Waiting for Non-Functional Requirements?

Waiting for non-functional requirements often turns out to be similar to waiting for Godot. They never turn up!

Christian Nissen
4 min readJan 7


Photo by Andrea Piacquadio

Attaining functional requirements from business departments can be quite challenging, but acquiring non-functional requirements can sometimes seem impossible. So, how can Quality Assurance Engineers handle this tricky situation? Should missing requirements be ignored? Can cross- browser testing be overlooked, load tests be neglected and performance tests be disregarded? The simple answer is no! Just because requirements are not documented, does not mean they do not exist. Obviously, requirements that are not clearly defined, cannot be verified. Nevertheless, the resulting product would most likely not pass validation successfully. So, how can these equally essential requirements be unearthed?

Often, non-functional requirements are implied rather than be explicitly expressed. But experience, and asking the right questions, will unveil the desired requirements.


Imagine going to a car dealer. You might have wishes, aka requirements, regarding the exterior colour, the sound system and whether it has an automatic gearbox or not. But will you tell the car salesman that you want to travel at 100 miles per hour with three passengers? Most likely not, because you expect the car to be able to do that. Let’s call it an “expected standard”.

Let’s transfer the vehicle example to a website. The website’s owner will expect it to be “fast enough”. To be more precise, the owner will expect a potential user of the website to browse the site easily without delays in any chosen browser. Furthermore, they will expect not only for that to hold true for one user, but for multiple concurrent users too. All these requirements are implicit expectations that linger in the air and need to be captured — to be made explicit.

Three ways to handle implicit expectations

One way to make them explicit is by asking the right questions. An important part of requirements engineering is to ask relevant questions that will lead to obtaining the actual requirements. If this was not done whilst scoping a project, it can be done on a smaller scale during the refinement meetings, prior to a sprint. Finding the right questions to ask is either a matter of experience or of studied knowledge. Seasoned Quality Assurance Engineers will never forget to ask about load and performance due mostly to painful experience with missing requirements. Equally, there are enough books, webinars and lectures on non-functional requirements that can help raise awareness and from which the right set of questions can be learned. Coming back to the vehicle example, the car dealer will most likely know to ask how many passengers you will be traveling with and how fast you wish to travel.

Side note: If you don’t want to rely blindly on a team’s experience to make sure that potential non-functional requirements are considered, mention them in the Definition of Ready.
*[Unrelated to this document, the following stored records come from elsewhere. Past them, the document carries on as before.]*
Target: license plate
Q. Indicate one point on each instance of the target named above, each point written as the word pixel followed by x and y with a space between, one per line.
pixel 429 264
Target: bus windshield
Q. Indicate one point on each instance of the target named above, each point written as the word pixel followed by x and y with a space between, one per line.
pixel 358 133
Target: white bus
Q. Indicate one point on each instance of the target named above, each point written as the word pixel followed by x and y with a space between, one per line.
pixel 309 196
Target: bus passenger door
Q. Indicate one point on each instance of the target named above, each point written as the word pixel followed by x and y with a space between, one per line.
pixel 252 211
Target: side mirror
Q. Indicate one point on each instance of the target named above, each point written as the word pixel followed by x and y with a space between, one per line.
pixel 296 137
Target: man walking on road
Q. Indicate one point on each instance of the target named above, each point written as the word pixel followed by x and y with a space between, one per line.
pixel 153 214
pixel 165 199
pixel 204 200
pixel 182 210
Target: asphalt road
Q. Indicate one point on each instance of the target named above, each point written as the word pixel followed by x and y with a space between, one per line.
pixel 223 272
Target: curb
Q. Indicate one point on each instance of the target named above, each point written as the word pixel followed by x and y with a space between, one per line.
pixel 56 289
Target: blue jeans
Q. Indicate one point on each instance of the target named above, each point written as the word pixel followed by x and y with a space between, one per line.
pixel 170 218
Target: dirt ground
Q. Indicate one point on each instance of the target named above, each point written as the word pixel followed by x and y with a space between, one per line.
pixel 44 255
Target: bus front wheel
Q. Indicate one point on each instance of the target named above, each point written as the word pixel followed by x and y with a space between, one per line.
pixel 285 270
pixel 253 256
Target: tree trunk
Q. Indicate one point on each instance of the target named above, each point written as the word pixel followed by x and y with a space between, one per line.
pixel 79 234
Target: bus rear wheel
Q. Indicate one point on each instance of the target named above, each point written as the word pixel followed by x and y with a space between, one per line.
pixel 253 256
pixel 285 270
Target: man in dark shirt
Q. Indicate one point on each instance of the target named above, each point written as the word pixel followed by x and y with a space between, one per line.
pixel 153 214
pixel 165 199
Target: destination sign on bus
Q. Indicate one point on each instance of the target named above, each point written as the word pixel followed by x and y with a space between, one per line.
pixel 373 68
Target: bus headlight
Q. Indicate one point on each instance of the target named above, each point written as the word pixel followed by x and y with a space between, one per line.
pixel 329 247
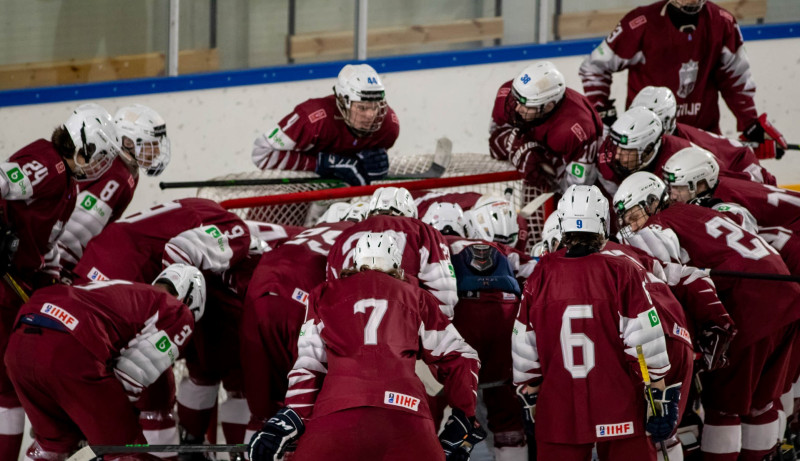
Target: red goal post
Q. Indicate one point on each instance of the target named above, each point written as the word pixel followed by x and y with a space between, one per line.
pixel 294 210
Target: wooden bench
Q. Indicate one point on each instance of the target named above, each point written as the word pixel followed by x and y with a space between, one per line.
pixel 103 69
pixel 596 23
pixel 341 42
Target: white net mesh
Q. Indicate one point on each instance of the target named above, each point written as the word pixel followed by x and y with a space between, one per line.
pixel 296 214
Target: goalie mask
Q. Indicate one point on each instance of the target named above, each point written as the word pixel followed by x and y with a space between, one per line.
pixel 639 196
pixel 492 219
pixel 378 251
pixel 146 134
pixel 661 101
pixel 534 94
pixel 633 141
pixel 447 218
pixel 584 209
pixel 393 201
pixel 96 141
pixel 687 169
pixel 189 285
pixel 361 98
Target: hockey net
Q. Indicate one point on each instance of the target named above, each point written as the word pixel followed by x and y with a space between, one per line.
pixel 303 214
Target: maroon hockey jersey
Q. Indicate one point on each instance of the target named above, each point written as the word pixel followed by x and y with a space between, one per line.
pixel 363 335
pixel 317 126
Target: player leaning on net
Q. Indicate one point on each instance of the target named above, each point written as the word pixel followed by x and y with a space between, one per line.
pixel 733 155
pixel 741 401
pixel 601 315
pixel 426 257
pixel 145 145
pixel 38 191
pixel 547 131
pixel 693 176
pixel 79 356
pixel 353 392
pixel 344 135
pixel 274 310
pixel 692 47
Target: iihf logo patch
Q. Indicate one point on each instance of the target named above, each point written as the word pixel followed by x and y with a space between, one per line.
pixel 300 296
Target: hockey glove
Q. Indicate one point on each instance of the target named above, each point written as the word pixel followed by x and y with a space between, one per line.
pixel 279 431
pixel 528 407
pixel 460 435
pixel 771 143
pixel 9 243
pixel 347 168
pixel 661 425
pixel 375 162
pixel 607 113
pixel 713 342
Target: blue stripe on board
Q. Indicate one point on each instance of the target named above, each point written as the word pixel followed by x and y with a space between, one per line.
pixel 298 72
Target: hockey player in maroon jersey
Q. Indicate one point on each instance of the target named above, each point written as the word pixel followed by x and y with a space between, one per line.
pixel 693 176
pixel 733 155
pixel 274 310
pixel 37 195
pixel 145 145
pixel 354 380
pixel 102 343
pixel 739 400
pixel 426 257
pixel 344 135
pixel 574 345
pixel 692 47
pixel 547 131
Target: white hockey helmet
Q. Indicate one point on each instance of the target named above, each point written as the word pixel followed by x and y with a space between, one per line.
pixel 358 211
pixel 148 132
pixel 689 6
pixel 492 219
pixel 377 250
pixel 336 212
pixel 189 285
pixel 638 129
pixel 394 201
pixel 584 209
pixel 641 189
pixel 661 100
pixel 96 141
pixel 689 166
pixel 360 83
pixel 539 84
pixel 447 218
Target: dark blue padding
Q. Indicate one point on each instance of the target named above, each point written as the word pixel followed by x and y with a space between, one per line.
pixel 298 72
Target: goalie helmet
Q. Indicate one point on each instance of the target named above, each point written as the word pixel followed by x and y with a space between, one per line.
pixel 360 83
pixel 96 141
pixel 189 285
pixel 689 166
pixel 639 189
pixel 393 201
pixel 145 128
pixel 638 129
pixel 584 209
pixel 661 101
pixel 336 212
pixel 492 219
pixel 447 218
pixel 535 87
pixel 378 251
pixel 689 6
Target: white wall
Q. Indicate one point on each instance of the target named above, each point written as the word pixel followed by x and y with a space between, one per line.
pixel 212 130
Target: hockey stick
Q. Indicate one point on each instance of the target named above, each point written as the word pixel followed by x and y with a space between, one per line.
pixel 535 204
pixel 441 160
pixel 91 452
pixel 648 391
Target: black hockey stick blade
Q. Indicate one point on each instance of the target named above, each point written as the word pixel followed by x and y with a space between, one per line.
pixel 90 452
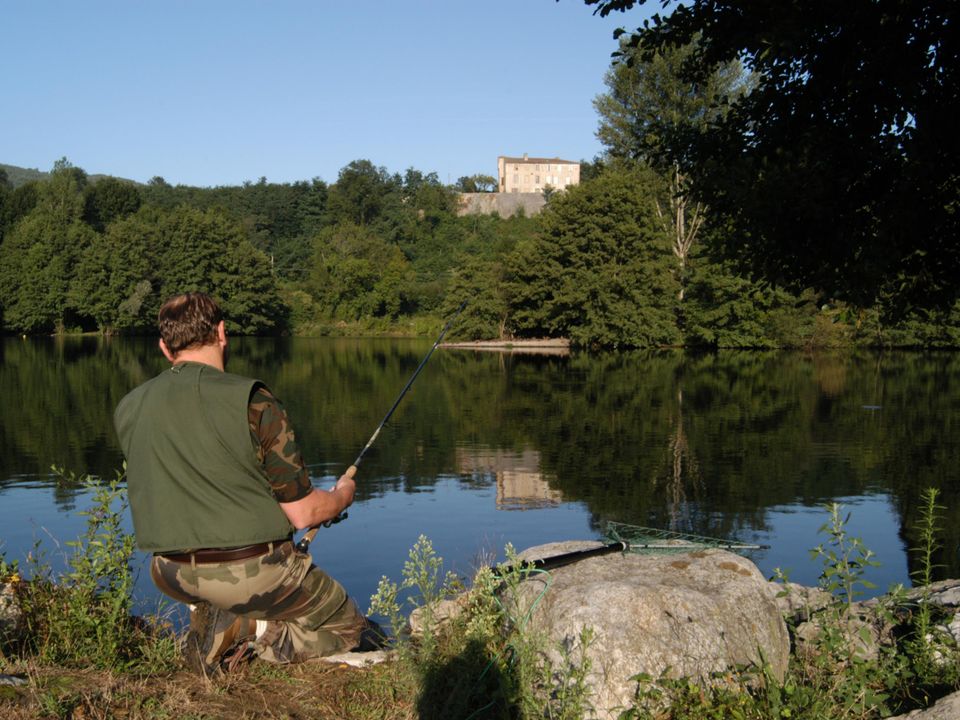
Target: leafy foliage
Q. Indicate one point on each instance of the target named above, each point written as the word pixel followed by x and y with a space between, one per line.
pixel 838 170
pixel 600 271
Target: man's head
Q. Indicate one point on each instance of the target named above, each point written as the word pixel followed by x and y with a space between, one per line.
pixel 189 322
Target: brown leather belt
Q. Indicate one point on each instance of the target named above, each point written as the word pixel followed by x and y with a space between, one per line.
pixel 224 554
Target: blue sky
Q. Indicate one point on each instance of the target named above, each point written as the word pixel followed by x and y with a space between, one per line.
pixel 216 92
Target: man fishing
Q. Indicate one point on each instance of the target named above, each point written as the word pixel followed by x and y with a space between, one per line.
pixel 217 486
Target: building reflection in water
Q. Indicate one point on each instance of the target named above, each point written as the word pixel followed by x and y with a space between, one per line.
pixel 520 483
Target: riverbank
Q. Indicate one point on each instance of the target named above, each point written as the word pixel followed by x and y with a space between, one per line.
pixel 469 657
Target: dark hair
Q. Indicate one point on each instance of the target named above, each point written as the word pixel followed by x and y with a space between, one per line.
pixel 189 320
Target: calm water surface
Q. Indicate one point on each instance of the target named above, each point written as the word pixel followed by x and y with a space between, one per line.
pixel 488 448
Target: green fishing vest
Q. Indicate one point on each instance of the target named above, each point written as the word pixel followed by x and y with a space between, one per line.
pixel 193 477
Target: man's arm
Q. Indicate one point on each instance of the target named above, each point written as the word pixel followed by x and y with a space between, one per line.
pixel 320 505
pixel 279 454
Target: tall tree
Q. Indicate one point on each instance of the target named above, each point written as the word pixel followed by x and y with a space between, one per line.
pixel 39 255
pixel 649 107
pixel 839 170
pixel 599 272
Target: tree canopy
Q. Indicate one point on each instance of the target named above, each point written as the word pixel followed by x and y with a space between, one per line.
pixel 841 168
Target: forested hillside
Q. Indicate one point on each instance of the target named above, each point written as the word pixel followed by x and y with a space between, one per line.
pixel 380 252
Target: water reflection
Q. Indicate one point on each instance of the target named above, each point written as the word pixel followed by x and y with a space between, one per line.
pixel 722 444
pixel 520 483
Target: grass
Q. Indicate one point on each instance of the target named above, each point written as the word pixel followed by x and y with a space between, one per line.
pixel 85 657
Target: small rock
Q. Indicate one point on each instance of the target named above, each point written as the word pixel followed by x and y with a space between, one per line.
pixel 954 628
pixel 374 657
pixel 946 708
pixel 799 602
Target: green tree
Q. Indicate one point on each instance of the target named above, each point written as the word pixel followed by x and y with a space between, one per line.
pixel 839 169
pixel 600 270
pixel 647 106
pixel 356 275
pixel 109 199
pixel 39 255
pixel 141 260
pixel 360 193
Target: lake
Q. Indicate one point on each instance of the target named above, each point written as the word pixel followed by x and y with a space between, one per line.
pixel 494 448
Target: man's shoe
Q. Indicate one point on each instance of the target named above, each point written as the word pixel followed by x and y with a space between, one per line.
pixel 216 636
pixel 372 637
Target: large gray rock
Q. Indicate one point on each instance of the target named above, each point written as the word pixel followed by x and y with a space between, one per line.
pixel 694 613
pixel 946 708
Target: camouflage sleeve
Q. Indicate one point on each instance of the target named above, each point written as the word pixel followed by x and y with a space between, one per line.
pixel 277 447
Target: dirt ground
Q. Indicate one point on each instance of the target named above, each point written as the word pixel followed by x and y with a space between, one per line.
pixel 260 690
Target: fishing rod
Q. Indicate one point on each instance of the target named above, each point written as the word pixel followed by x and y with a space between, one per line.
pixel 619 546
pixel 305 541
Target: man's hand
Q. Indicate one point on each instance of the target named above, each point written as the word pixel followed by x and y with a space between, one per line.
pixel 321 505
pixel 348 486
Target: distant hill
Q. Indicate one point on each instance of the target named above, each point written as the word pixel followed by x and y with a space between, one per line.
pixel 18 176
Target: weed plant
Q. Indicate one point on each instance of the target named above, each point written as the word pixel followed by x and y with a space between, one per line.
pixel 852 666
pixel 83 617
pixel 481 660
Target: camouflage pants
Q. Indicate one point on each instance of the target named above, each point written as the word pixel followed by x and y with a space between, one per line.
pixel 309 612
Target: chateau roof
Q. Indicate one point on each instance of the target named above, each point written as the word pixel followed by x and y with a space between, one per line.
pixel 539 161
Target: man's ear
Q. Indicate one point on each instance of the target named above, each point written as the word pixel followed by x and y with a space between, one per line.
pixel 166 351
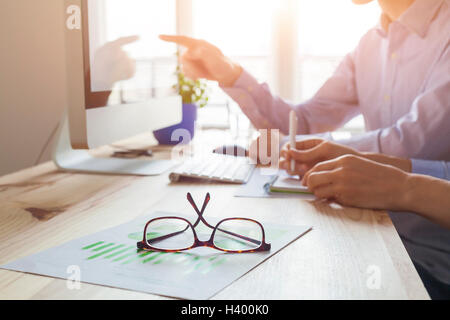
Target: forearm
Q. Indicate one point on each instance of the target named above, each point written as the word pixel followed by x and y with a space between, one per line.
pixel 264 110
pixel 402 164
pixel 428 197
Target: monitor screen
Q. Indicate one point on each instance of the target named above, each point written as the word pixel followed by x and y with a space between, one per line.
pixel 124 60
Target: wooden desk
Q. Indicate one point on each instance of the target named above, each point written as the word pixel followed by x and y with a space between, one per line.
pixel 41 208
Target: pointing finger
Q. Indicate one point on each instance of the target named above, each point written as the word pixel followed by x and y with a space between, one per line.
pixel 181 40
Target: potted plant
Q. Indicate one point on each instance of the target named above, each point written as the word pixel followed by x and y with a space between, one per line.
pixel 194 95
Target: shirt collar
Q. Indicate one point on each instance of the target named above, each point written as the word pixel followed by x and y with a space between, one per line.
pixel 417 18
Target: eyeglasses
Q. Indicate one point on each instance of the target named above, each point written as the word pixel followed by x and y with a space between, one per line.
pixel 175 234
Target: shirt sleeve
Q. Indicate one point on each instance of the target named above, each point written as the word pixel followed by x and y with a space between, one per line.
pixel 422 133
pixel 333 105
pixel 437 169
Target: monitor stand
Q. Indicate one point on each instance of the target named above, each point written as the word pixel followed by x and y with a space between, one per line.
pixel 68 159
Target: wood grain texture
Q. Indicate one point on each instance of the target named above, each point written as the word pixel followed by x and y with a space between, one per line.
pixel 332 261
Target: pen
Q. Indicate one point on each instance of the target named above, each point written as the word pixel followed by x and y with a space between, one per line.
pixel 292 134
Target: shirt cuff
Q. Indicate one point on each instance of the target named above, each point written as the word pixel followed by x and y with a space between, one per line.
pixel 245 81
pixel 437 169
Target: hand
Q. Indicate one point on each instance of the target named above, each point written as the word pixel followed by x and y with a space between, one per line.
pixel 358 182
pixel 111 64
pixel 202 60
pixel 308 153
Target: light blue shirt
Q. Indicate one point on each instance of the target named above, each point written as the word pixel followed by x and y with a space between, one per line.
pixel 427 243
pixel 399 80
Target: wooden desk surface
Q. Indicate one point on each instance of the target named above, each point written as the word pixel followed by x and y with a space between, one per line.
pixel 41 207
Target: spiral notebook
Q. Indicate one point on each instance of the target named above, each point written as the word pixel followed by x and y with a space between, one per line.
pixel 288 184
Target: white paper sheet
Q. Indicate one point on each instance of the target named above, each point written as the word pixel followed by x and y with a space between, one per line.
pixel 110 258
pixel 258 187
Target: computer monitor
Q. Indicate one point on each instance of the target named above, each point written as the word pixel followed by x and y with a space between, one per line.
pixel 120 76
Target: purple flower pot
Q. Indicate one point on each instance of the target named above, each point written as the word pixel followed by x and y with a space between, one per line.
pixel 172 135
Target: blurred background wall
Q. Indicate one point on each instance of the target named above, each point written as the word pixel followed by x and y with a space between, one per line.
pixel 32 80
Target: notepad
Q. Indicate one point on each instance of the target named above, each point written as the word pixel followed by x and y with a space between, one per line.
pixel 288 184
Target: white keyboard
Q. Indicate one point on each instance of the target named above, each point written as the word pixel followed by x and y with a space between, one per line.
pixel 215 167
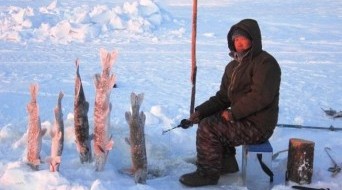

This way they will be considered on story level and find their way into the acceptance criteria.

An alternative possibility is to follow de facto industry standards. Generally a website is not a new invention. There are many out there that can provide data from which to derive requirements. For example, by using statistics of similar websites, the distribution of browsers and browser versions can be obtained. Furthermore, response times of “fast” websites can be measured and set as a standard to be met. The expected number of concurrent users can be tricky, but by making assumptions on the expected usage, in combination with extrapolation, a solid basis can be defined. In the vehicle example the dealer would assume that you will be traveling with the statistical average of 3 passengers and will want to be able to travel at the maximum legal speed of 70 miles per hour.

A further possibility is to work with hypotheses that are expected to result in desired behaviour and consecutively measure their success. For example, if you are unsure how fast a website should load, you can ask yourself what result you actually want to achieve. In this case you can define success as losing a maximum of 0.5 % of users while a page is still loading. To achieve this the hypothesis is made that a page load time of 1 second will not lead to a bounce rate above 0.5 %. This “load time <= 1s“ is a clear requirement that can be implemented and tested accordingly. Once in production, the actual bounce rate is measured. If the desired rate is not achieved, the load time must be reduced accordingly and measured again in production. This is a typical example of the agile method of “inspect and adapt”, helping if the initial picture is not clear. This approach is not applicable to the vehicle example, as you would most likely not be happy to exchange your car for a different model after a short time once you notice it is not fast enough!

Wrap up

Should non-functional requirements be ignored if not available? Definitely not! User experience massively depends on the above mentioned criteria and will impact the success of most businesses. Don’t wait for them! Instead, obtain them by asking the right questions, generate them by using de facto industry standards, or make assumptions in combination with clear success criteria to satisfy them.



Christian Nissen

Born and raised in beautiful Düsseldorf, grew up with a C64 and studied Computer Science and Communication Engineering when discovering a passion for QA.